FAQs

FAQs

Here are the answers to all your questions on terminology, processes, and more.

Can a nursing home take money from an irrevocable trust?

An irrevocable trust through One Pacific Trust is a legal tool used for asset protection and estate planning. Once established, the assets of the trust are no longer your property but belong to a trustee to distribute for the benefit of named beneficiaries. Now, the question goes: Can a nursing home take money from an irrevocable trust?

Assets that are typically put into an irrevocable trust are safe from creditors, including nursing homes, provided that certain prerequisites have been satisfied. Once the assets are in the trust, the grantor no longer has possession or control of such assets. Since this is now not the property of the grantor, it does not typically count for Medicaid eligibility to qualify for long-term care in a nursing home.

Timing is everything, however. Medicaid has a "look-back" period, generally five years, during which gifts of assets to an irrevocable trust are subject to scrutiny. If the assets were transferred within this period, they may be considered countable, thus delaying Medicaid eligibility or perhaps even leading to penalties.
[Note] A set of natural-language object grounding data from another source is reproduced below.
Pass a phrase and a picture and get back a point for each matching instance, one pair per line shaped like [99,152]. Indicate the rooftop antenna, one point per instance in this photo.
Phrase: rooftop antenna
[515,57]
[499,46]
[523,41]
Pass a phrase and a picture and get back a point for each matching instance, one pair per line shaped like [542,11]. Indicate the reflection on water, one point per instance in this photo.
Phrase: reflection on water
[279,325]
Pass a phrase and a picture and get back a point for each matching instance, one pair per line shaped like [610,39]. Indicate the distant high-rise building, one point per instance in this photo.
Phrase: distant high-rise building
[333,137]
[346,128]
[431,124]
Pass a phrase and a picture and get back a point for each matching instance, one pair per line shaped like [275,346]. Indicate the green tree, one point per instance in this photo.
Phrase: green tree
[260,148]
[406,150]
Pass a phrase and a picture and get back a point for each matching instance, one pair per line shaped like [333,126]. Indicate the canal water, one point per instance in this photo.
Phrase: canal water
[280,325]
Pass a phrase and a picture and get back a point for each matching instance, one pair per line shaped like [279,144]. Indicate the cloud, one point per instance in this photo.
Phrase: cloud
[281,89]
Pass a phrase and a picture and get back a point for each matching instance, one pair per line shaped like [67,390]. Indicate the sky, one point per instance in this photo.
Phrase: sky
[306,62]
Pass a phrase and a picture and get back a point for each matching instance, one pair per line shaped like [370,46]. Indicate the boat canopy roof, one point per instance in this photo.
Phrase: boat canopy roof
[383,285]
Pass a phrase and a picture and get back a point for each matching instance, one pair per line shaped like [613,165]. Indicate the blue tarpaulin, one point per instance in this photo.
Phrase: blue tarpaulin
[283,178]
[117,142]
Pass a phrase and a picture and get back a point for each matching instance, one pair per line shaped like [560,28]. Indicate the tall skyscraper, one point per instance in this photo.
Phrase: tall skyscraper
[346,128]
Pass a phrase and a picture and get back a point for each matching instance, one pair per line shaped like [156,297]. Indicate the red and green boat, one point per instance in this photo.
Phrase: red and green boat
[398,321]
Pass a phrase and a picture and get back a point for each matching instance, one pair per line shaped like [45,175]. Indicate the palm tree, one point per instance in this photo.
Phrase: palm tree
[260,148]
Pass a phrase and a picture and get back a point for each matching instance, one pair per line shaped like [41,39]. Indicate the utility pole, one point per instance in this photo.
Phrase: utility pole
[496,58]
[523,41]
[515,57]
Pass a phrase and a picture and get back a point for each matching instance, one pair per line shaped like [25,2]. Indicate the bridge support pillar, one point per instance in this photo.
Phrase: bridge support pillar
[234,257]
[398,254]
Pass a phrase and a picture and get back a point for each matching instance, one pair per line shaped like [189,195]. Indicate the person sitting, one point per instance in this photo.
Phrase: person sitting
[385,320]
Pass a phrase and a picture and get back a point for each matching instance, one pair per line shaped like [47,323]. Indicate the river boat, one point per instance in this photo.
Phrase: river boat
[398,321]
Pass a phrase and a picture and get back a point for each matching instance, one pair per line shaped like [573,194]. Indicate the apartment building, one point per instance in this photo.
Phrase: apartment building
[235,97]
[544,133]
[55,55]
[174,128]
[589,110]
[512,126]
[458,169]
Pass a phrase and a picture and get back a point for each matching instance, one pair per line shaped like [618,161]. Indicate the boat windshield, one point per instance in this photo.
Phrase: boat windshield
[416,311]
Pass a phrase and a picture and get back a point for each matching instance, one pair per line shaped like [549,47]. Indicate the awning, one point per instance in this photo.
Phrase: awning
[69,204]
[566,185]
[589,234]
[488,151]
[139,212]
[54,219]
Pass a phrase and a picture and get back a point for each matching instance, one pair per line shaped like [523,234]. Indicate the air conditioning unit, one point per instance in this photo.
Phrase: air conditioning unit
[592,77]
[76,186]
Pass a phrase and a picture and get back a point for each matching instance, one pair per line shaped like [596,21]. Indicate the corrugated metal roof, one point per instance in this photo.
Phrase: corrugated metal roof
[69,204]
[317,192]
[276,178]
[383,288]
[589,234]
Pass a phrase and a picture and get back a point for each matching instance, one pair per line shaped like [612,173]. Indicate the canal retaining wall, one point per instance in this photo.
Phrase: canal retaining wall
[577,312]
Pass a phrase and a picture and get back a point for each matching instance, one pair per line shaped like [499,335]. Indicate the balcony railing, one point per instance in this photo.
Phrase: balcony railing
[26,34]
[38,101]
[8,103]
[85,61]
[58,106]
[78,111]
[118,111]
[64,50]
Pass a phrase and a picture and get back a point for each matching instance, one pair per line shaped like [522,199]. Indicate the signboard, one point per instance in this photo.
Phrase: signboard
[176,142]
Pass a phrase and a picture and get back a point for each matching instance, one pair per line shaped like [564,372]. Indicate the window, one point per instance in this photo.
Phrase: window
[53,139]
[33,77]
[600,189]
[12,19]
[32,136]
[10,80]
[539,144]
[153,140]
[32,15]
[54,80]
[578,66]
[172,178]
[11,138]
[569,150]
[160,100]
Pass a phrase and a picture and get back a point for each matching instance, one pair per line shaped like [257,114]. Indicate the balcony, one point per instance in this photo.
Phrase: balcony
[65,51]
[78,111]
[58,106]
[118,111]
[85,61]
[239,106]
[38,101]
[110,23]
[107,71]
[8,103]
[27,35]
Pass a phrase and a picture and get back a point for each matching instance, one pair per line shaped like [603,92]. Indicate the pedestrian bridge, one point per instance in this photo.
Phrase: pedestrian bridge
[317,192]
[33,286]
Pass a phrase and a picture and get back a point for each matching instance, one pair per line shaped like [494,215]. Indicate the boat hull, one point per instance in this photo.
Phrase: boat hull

It is important to be cognizant that even though the nursing home itself cannot take money from the trust, Medicaid may still ask for the spend-down of assets or even impose penalties for the transfer thereof since it would have violated eligibility rules in transferring the assets. In setting up an irrevocable trust-one which protects the assets from nursing home expenses and still works under the Medicaid regulations-one really needs to consult with an attorney who specializes in either elder law or estate planning.